If, as an eco-conscious consumer, monitoring and controlling your carbon footprint is something you’re truly committed to, then you may be somewhat shocked to learn that two casual searches through the Google engine rival the energy required to boil a kettle.
That’s the estimate offered up by American research specialist Gartner, which claims that a single Google search generates around 7g of carbon dioxide, while boiling a kettle of water requires somewhere in the region of 15g.
According to Gartner, the single search’s CO2 level is amassed by the power demands of the host computer and also by the Google request being routed through giant data centres that consume massive amounts of power.
Gartner’s CO2 figures for Google use fall within similar approximations made by the likes of UK environmental service carbonfootprint.com (between 1g and 10g) and Chris Goodall, author of Ten Technologies to Save the Planet (between 7g and 10g).
According to The Telegraph, a spokesperson for Google has insisted that the service is “among the most efficient of all Internet search providers.”
Reaching beyond the carbon dioxide effects attributed to Google, Dr.
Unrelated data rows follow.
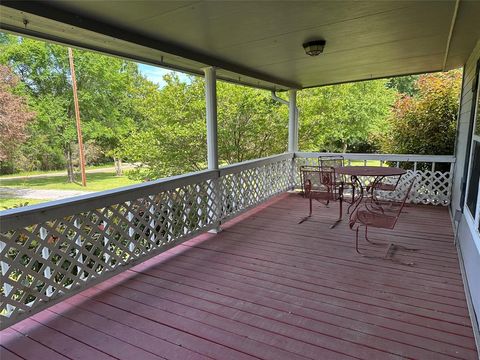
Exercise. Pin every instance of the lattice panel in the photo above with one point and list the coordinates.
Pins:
(432, 187)
(46, 260)
(244, 189)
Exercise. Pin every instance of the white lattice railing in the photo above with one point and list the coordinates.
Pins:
(53, 250)
(433, 186)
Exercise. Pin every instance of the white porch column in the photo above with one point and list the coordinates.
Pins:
(292, 122)
(211, 99)
(212, 140)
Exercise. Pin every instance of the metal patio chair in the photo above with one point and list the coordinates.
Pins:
(384, 215)
(320, 184)
(332, 162)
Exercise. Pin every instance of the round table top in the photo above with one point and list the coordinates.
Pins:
(369, 171)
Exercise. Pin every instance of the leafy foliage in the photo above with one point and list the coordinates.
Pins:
(337, 118)
(124, 115)
(14, 117)
(426, 123)
(104, 85)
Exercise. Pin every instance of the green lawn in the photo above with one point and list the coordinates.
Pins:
(41, 172)
(7, 203)
(95, 182)
(369, 163)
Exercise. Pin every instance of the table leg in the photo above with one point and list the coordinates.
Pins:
(340, 199)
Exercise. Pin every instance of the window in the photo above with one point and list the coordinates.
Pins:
(473, 189)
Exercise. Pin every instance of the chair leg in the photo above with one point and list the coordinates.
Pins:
(371, 242)
(310, 211)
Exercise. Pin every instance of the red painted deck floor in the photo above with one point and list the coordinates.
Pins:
(269, 288)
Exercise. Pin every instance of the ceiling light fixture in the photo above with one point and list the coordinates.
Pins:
(315, 47)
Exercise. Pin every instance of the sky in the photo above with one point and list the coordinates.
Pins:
(155, 74)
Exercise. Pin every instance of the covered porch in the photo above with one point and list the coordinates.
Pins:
(135, 273)
(267, 287)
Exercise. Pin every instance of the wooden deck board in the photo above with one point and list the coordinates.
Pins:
(270, 288)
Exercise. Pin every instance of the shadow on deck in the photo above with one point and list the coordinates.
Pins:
(270, 288)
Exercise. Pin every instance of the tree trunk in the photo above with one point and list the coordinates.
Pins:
(68, 157)
(118, 166)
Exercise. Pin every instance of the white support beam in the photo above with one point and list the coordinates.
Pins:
(211, 100)
(212, 141)
(292, 122)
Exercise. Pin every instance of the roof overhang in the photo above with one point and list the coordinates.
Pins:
(260, 43)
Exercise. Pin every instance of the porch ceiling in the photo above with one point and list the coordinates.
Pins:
(260, 43)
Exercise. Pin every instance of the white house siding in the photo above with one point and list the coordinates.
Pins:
(469, 249)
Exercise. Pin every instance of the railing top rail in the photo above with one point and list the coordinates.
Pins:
(234, 168)
(45, 211)
(384, 157)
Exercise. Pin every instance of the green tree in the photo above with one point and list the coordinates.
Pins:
(14, 117)
(104, 85)
(404, 84)
(426, 123)
(172, 130)
(341, 118)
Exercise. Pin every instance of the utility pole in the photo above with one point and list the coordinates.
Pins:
(77, 118)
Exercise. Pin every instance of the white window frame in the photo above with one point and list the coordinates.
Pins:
(473, 220)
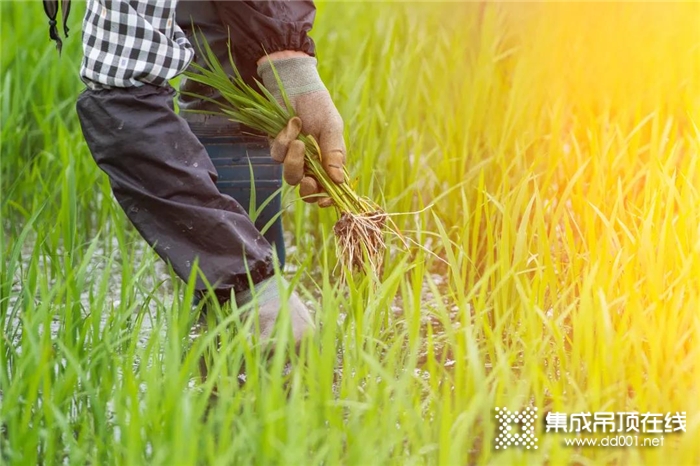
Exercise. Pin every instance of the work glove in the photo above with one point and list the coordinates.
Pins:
(317, 116)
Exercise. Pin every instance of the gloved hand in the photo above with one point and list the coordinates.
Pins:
(316, 116)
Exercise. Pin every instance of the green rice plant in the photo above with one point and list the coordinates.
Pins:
(360, 229)
(558, 146)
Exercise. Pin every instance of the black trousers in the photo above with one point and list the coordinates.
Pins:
(164, 180)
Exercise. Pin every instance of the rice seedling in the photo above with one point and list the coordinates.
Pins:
(558, 146)
(360, 230)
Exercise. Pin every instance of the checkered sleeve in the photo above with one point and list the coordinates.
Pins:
(128, 43)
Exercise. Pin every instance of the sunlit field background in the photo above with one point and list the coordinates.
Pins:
(546, 156)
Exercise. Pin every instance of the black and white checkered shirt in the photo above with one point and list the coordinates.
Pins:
(128, 43)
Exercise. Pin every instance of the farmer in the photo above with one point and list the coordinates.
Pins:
(160, 173)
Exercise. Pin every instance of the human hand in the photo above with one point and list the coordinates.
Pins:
(317, 116)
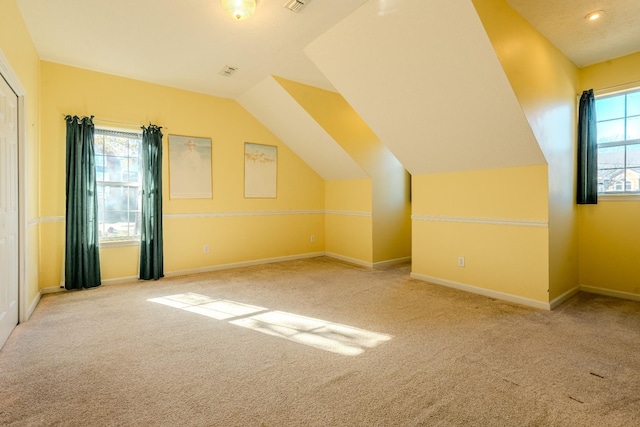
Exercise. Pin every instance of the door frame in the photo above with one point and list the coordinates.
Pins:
(24, 311)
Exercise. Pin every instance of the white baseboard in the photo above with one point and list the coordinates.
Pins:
(349, 260)
(610, 293)
(391, 262)
(33, 305)
(485, 292)
(241, 264)
(556, 302)
(52, 289)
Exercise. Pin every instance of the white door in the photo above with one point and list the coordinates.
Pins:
(8, 210)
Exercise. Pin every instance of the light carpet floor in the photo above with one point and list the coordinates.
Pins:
(318, 342)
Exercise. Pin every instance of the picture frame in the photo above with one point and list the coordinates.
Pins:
(189, 167)
(260, 171)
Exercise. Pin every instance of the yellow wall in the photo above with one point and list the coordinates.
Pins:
(496, 219)
(545, 83)
(236, 229)
(17, 46)
(348, 221)
(390, 207)
(609, 244)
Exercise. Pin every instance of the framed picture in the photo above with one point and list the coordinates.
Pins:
(260, 170)
(189, 167)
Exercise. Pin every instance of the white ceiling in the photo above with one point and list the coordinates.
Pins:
(616, 34)
(185, 44)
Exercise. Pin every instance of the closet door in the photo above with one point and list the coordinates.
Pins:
(8, 210)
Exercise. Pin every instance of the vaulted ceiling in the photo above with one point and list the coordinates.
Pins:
(402, 64)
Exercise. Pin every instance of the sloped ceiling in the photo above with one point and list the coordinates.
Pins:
(425, 78)
(274, 107)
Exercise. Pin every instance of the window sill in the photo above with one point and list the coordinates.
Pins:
(118, 243)
(622, 197)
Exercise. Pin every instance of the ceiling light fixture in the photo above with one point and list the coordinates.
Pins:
(239, 9)
(593, 16)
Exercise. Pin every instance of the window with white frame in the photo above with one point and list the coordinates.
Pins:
(618, 122)
(119, 184)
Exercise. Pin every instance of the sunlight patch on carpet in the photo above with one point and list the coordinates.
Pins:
(317, 333)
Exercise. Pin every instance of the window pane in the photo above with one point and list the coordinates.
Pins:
(633, 128)
(633, 156)
(134, 223)
(134, 198)
(116, 146)
(134, 148)
(611, 157)
(116, 169)
(118, 161)
(633, 104)
(611, 180)
(633, 176)
(98, 144)
(132, 174)
(610, 108)
(611, 131)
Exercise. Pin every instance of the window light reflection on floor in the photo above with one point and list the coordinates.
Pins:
(317, 333)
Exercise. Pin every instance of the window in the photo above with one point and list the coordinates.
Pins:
(119, 184)
(618, 122)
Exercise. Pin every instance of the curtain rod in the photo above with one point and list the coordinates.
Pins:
(136, 125)
(622, 86)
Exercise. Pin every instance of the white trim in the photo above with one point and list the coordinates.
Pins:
(34, 304)
(621, 197)
(240, 214)
(348, 213)
(557, 301)
(489, 221)
(485, 292)
(203, 215)
(119, 280)
(11, 77)
(241, 264)
(391, 262)
(118, 243)
(349, 260)
(610, 293)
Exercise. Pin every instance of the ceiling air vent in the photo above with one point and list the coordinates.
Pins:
(296, 5)
(228, 71)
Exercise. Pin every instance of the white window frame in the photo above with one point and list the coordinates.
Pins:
(129, 240)
(624, 181)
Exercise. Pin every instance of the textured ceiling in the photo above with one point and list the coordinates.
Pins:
(183, 44)
(584, 42)
(186, 44)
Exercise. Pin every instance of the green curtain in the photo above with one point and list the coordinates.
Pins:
(587, 193)
(151, 245)
(82, 256)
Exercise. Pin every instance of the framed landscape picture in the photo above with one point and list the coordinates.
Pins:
(260, 170)
(189, 167)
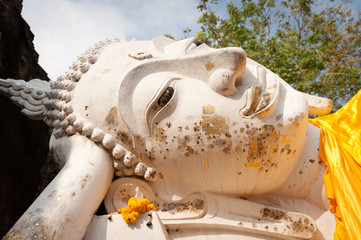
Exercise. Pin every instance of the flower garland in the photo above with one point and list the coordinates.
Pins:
(135, 208)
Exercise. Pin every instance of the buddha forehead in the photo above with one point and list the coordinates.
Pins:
(131, 76)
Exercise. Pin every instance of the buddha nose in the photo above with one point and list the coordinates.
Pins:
(229, 71)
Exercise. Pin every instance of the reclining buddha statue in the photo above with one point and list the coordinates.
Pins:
(219, 144)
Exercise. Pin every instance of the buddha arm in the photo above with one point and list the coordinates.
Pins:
(65, 208)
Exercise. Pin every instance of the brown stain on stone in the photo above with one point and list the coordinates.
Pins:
(110, 118)
(209, 66)
(214, 125)
(208, 109)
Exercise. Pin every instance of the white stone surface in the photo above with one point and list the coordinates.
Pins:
(218, 142)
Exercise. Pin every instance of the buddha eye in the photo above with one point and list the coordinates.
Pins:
(166, 96)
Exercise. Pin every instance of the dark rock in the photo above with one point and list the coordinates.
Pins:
(23, 142)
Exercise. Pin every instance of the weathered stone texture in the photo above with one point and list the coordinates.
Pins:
(23, 142)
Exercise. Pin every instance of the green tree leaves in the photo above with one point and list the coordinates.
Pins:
(314, 48)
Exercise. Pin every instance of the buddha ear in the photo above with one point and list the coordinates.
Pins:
(29, 96)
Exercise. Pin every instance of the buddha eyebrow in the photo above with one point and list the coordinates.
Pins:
(197, 42)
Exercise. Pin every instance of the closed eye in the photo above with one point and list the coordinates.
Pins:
(166, 96)
(160, 102)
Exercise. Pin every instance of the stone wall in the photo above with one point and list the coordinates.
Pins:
(23, 142)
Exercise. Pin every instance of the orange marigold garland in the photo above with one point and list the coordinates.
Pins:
(135, 208)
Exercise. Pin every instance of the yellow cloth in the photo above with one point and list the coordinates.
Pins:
(340, 150)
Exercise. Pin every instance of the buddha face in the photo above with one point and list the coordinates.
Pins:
(207, 119)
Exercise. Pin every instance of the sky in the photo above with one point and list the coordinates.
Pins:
(64, 29)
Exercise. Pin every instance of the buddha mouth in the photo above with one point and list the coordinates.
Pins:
(261, 96)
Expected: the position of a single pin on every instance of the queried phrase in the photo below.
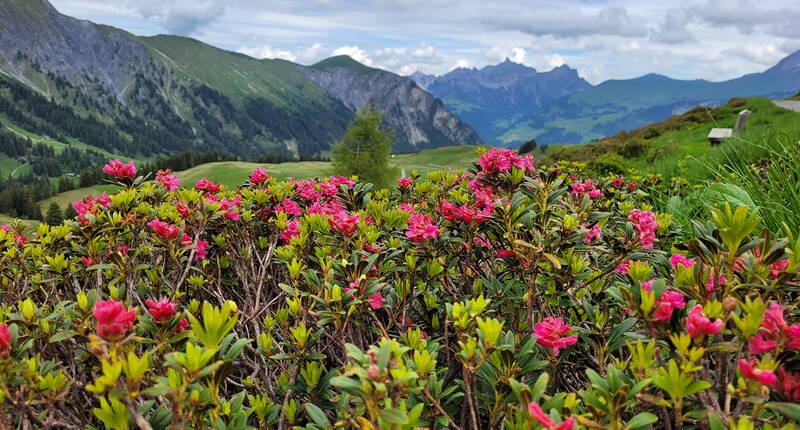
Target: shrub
(504, 296)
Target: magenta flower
(551, 332)
(750, 371)
(120, 170)
(168, 180)
(259, 176)
(162, 310)
(697, 324)
(113, 320)
(164, 230)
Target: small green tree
(365, 149)
(527, 147)
(54, 215)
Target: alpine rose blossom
(404, 182)
(376, 300)
(259, 176)
(162, 310)
(5, 339)
(421, 227)
(750, 371)
(551, 332)
(113, 320)
(120, 170)
(545, 421)
(164, 230)
(697, 324)
(168, 180)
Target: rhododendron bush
(508, 296)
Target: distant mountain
(494, 97)
(509, 103)
(153, 95)
(416, 117)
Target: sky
(603, 39)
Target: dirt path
(788, 104)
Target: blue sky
(603, 39)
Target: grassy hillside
(679, 145)
(234, 173)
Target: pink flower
(404, 182)
(759, 344)
(164, 230)
(289, 207)
(5, 339)
(120, 169)
(593, 234)
(168, 180)
(505, 253)
(545, 421)
(113, 320)
(376, 300)
(679, 260)
(344, 223)
(259, 176)
(750, 371)
(162, 310)
(292, 230)
(421, 227)
(623, 268)
(776, 268)
(697, 324)
(550, 334)
(646, 225)
(207, 186)
(666, 304)
(503, 160)
(788, 385)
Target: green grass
(235, 75)
(234, 173)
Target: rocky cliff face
(492, 96)
(166, 94)
(418, 119)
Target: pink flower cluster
(120, 170)
(464, 213)
(774, 332)
(259, 176)
(698, 324)
(645, 223)
(551, 332)
(207, 186)
(344, 222)
(667, 303)
(588, 187)
(421, 227)
(503, 160)
(164, 230)
(168, 180)
(593, 234)
(545, 421)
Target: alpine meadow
(399, 215)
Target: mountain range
(510, 103)
(143, 96)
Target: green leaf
(394, 416)
(316, 415)
(789, 410)
(641, 420)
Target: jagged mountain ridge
(584, 112)
(184, 94)
(490, 97)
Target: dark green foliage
(527, 147)
(365, 149)
(54, 215)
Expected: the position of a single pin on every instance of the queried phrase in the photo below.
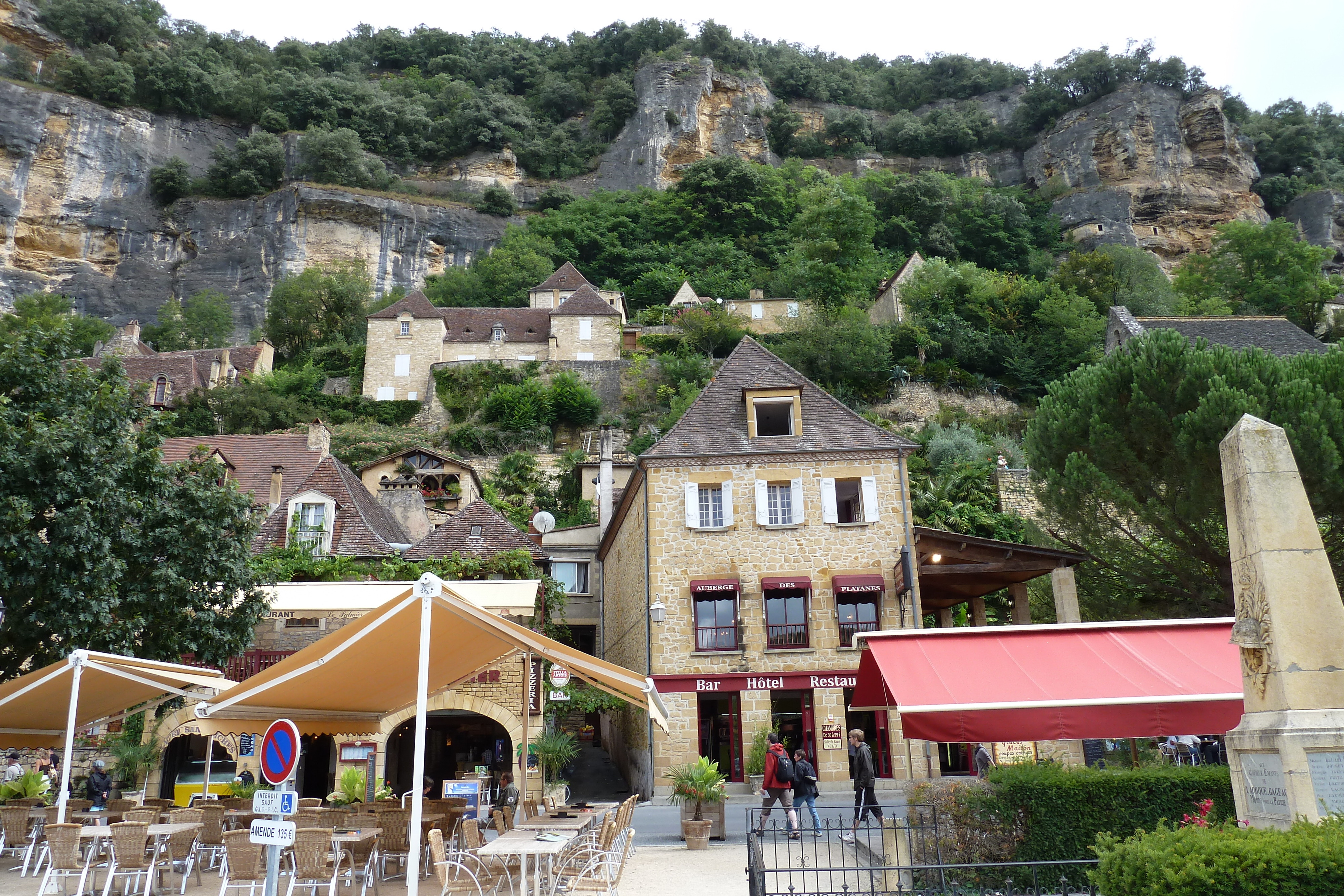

Alex Wissner-Gross, a Harvard University physicist heading research into the environmental demands of IT, notes that basic Web browsing results in the creation of 0.02g of CO2 for every second the user remains on any given site.
“Websites are provided by servers and are viewed by visitors’ computers that are connected via networks,” writes Dr. Wissner-Gross. “These servers, clients and networks all require electricity in order to run, electricity that is largely generated by burning fossil fuels like coal, oil and gas.”
Dr. Wissner-Gross also points out that Web sites utilising advanced video require up to 0.2g of CO2 per second.